Марина Ефимова: Конечно, Сергей Никитич Хрущев прав – в каждом народе есть добрые, щедрые, гуманные люди. Но когда личная гуманность поддерживается мощью государства, это сильно меняет коэффициент полезного действия. Недаром саркастичные берлинцы говаривали в 1948 году: "Если уж сидеть в блокаде, то лучше в советской. И ждать, когда тебя покормят американцы. Представляете, если бы все было наоборот?" Историю с конфетами на парашютах, которую упомянул профессор Хрущев, начал лейтенант Гэйл Халворсен, родом из штата Юта. Вот запись его рассказа.
Гэйл Халворсен: Я заметил человек тридцать ребятишек за колючей проволокой. Увидев меня в форме и узнав, что я тоже буду летать, они загалдели: "Еще один! Еще один!" Во время войны и после нее я побывал во многих странах – в Южной Америке, в Африке. Везде дети, увидев человека в американской военной форме, просили конфет, просили жвачки. А эти – ничего, не унижались до попрошайничества. Этим они меня подкупили. Я сказал, что завтра сброшу им с самолета конфеты, если они обещают друг с другом поделиться. Они обещали и спросили: как узнать мой самолет? Я сказал, что покачаю крыльями. Поначалу я мастерил парашюты из носовых платков. Чтобы точнее их сбрасывать, мы опускали самолет чуть ниже положенного уровня. И, вообще, мы все это делали без разрешения, и каждый день я говорил себе: все, последний раз! И мы сбрасывали еще раз, и еще, и еще. Мы поняли, что попались, когда на почте сказали: "Тут не вашему ли экипажу мешок писем?" Там были десятки писем, адресованных "летчику, качающему крыльями". Один мальчик Питер писал: "Мама не пускает меня к аэродрому, поэтому я буду ждать каждый день в два часа на углу набережной и Берген штрассе. Прилагаю карту". На следующий день вызывает меня командир: "Халворсен, чем вы занимаетесь?" – "Летаю как сумасшедший, сэр". Он говорит: "Засадил бы я вас на гауптвахту, да на ваше счастье берлинские журналисты раструбили про вас по всему свету".
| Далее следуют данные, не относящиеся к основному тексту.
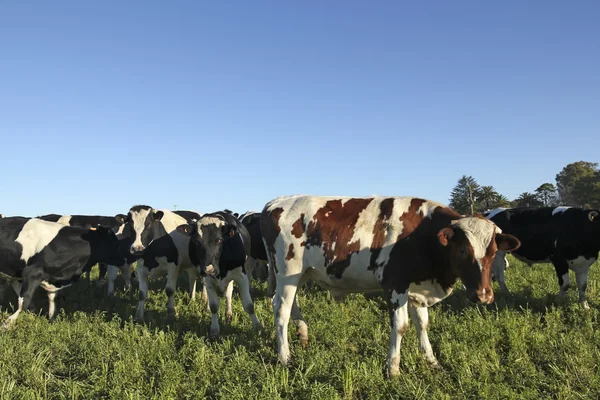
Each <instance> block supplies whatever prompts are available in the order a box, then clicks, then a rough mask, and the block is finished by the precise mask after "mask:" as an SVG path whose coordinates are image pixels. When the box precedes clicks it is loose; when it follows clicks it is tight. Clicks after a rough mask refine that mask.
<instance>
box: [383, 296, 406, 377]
mask: <svg viewBox="0 0 600 400" xmlns="http://www.w3.org/2000/svg"><path fill="white" fill-rule="evenodd" d="M387 301H388V307H389V312H390V322H391V327H392V332H391V334H390V349H389V352H388V358H387V368H388V376H389V377H393V376H397V375H399V374H400V344H401V343H402V337H403V336H404V334H405V333H406V331H407V330H408V304H407V303H408V290H406V291H404V292H398V291H396V290H392V291H390V292H388V293H387Z"/></svg>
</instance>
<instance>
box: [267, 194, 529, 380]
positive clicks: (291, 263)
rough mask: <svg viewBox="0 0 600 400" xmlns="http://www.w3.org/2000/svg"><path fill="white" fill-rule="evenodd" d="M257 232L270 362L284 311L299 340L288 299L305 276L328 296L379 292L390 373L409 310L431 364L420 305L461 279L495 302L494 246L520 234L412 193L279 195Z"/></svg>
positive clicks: (302, 332)
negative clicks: (261, 238) (270, 358)
mask: <svg viewBox="0 0 600 400" xmlns="http://www.w3.org/2000/svg"><path fill="white" fill-rule="evenodd" d="M261 230H262V235H263V240H264V244H265V247H266V249H267V255H268V257H269V263H270V264H271V265H272V267H273V269H274V270H275V272H276V291H275V297H274V299H273V306H274V315H275V327H276V334H277V348H278V353H279V360H280V361H281V362H282V363H283V364H287V363H288V361H289V358H290V353H289V344H288V338H287V336H288V335H287V329H288V322H289V318H290V313H291V316H292V319H293V320H294V322H295V323H296V325H297V328H298V334H299V336H300V342H301V343H302V344H304V345H306V344H307V343H308V327H307V325H306V322H305V321H304V317H303V316H302V314H301V312H300V307H299V305H298V303H297V300H296V291H297V289H298V287H299V286H301V285H303V283H304V282H305V281H306V280H307V279H309V278H310V279H311V280H312V281H314V282H315V283H316V284H318V285H320V286H322V287H324V288H326V289H328V290H329V291H330V292H331V294H332V296H333V297H334V298H339V297H340V296H343V295H344V294H346V293H351V292H373V291H379V290H381V289H383V290H384V295H385V298H386V300H387V303H388V307H389V312H390V319H391V326H392V333H391V337H390V348H389V353H388V358H387V366H388V375H389V376H393V375H397V374H398V373H399V361H400V353H399V352H400V342H401V340H402V337H403V336H404V334H405V333H406V331H407V329H408V320H409V315H410V317H411V318H412V320H413V322H414V324H415V326H416V329H417V336H418V339H419V345H420V347H421V349H422V350H423V351H424V353H425V357H426V359H427V360H428V361H429V362H430V363H431V364H432V365H437V364H438V361H437V359H436V357H435V356H434V354H433V351H432V348H431V344H430V342H429V338H428V336H427V326H428V313H427V307H431V306H432V305H434V304H436V303H438V302H439V301H441V300H443V299H444V298H446V297H447V296H448V295H450V293H451V292H452V286H453V285H454V283H455V281H456V280H457V279H458V278H460V280H461V281H462V282H463V284H464V286H465V288H466V291H467V295H468V298H469V300H470V301H472V302H475V303H484V304H489V303H491V302H492V301H493V300H494V292H493V290H492V287H491V284H490V279H491V277H490V275H491V268H492V261H493V259H494V256H495V254H496V251H497V250H498V249H499V248H500V249H502V250H505V251H510V250H515V249H516V248H517V247H518V246H519V241H518V240H517V239H516V238H515V237H514V236H511V235H506V234H502V233H501V230H500V229H499V228H498V227H497V226H496V225H495V224H494V223H492V222H491V221H489V220H487V219H485V218H482V217H463V216H461V215H460V214H458V213H457V212H456V211H454V210H452V209H450V208H448V207H446V206H444V205H442V204H439V203H435V202H432V201H428V200H423V199H419V198H413V197H370V198H351V197H317V196H307V195H297V196H288V197H280V198H277V199H274V200H272V201H270V202H269V203H267V204H266V205H265V207H264V209H263V212H262V217H261Z"/></svg>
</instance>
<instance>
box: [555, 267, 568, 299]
mask: <svg viewBox="0 0 600 400" xmlns="http://www.w3.org/2000/svg"><path fill="white" fill-rule="evenodd" d="M552 264H554V269H555V270H556V277H557V278H558V286H559V287H560V290H559V292H558V295H557V296H558V299H559V301H562V300H564V298H565V296H566V294H567V290H569V288H570V287H571V278H569V264H568V263H567V261H566V260H563V259H560V260H556V261H553V262H552Z"/></svg>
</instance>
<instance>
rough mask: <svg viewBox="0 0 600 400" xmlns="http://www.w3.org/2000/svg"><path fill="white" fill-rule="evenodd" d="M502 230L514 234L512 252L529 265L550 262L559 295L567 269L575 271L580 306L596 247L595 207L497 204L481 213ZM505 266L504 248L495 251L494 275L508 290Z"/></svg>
mask: <svg viewBox="0 0 600 400" xmlns="http://www.w3.org/2000/svg"><path fill="white" fill-rule="evenodd" d="M485 215H486V216H487V218H489V219H490V220H492V221H494V223H495V224H496V225H498V226H499V227H500V228H501V229H502V231H503V232H506V233H510V234H513V235H515V236H516V237H518V238H519V240H520V241H521V247H519V249H517V250H515V251H514V252H513V256H514V257H515V258H516V259H518V260H521V261H523V262H525V263H527V264H528V265H529V266H532V265H534V264H538V263H547V262H551V263H552V265H554V269H555V271H556V277H557V279H558V285H559V287H560V290H559V292H558V297H559V299H562V298H564V296H565V294H566V292H567V290H568V289H569V287H570V286H571V279H570V278H569V270H571V271H573V272H575V281H576V283H577V288H578V290H579V303H580V304H581V306H582V307H583V308H584V309H588V308H589V305H588V303H587V299H586V294H585V292H586V289H587V279H588V274H589V272H590V266H591V265H592V264H593V263H594V262H596V260H597V259H598V251H600V217H599V213H598V210H591V209H582V208H577V207H540V208H525V207H523V208H510V209H507V208H498V209H495V210H491V211H488V212H486V213H485ZM507 266H508V260H507V259H506V252H505V251H498V254H497V255H496V259H495V261H494V275H495V278H496V279H497V280H498V283H499V285H500V287H501V289H502V291H503V292H504V293H506V294H509V291H508V288H507V287H506V282H505V279H504V270H505V269H506V267H507Z"/></svg>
Марина Ефимова: В апреле 1949 года союзные летчики сбрасывали на Берлин до пятидесяти тонн шоколада в месяц. Дети прозвали их "шоколадными бомбардировщиками".
Роберт Хэнкс: Что говорить, это был славный эпизод нашей истории. Берлинский мост был первой выигранной битвой, которая показала нам, что борьба воль может быть такой же победоносной, как и борьба пушек, и что диктаторскому режиму можно противостоять довольно действенно, не разрушая при этом полмира.
Марина Ефимова: В мае 1949 года Сталин отступился и снял блокаду. Воздушный мост держался еще до сентября, чтобы создать в Берлине необходимые запасы, то есть, в общей сложности – 15 месяцев 437 дней. Последний рейс в город совершил английский экипаж на самолете "Дакота". На его фюзеляже было написано: "Псалом 20, песнь 12". Открываем 20 псалом: "Ибо они предприняли против тебя злое, составили замыслы, но не могли выполнить их".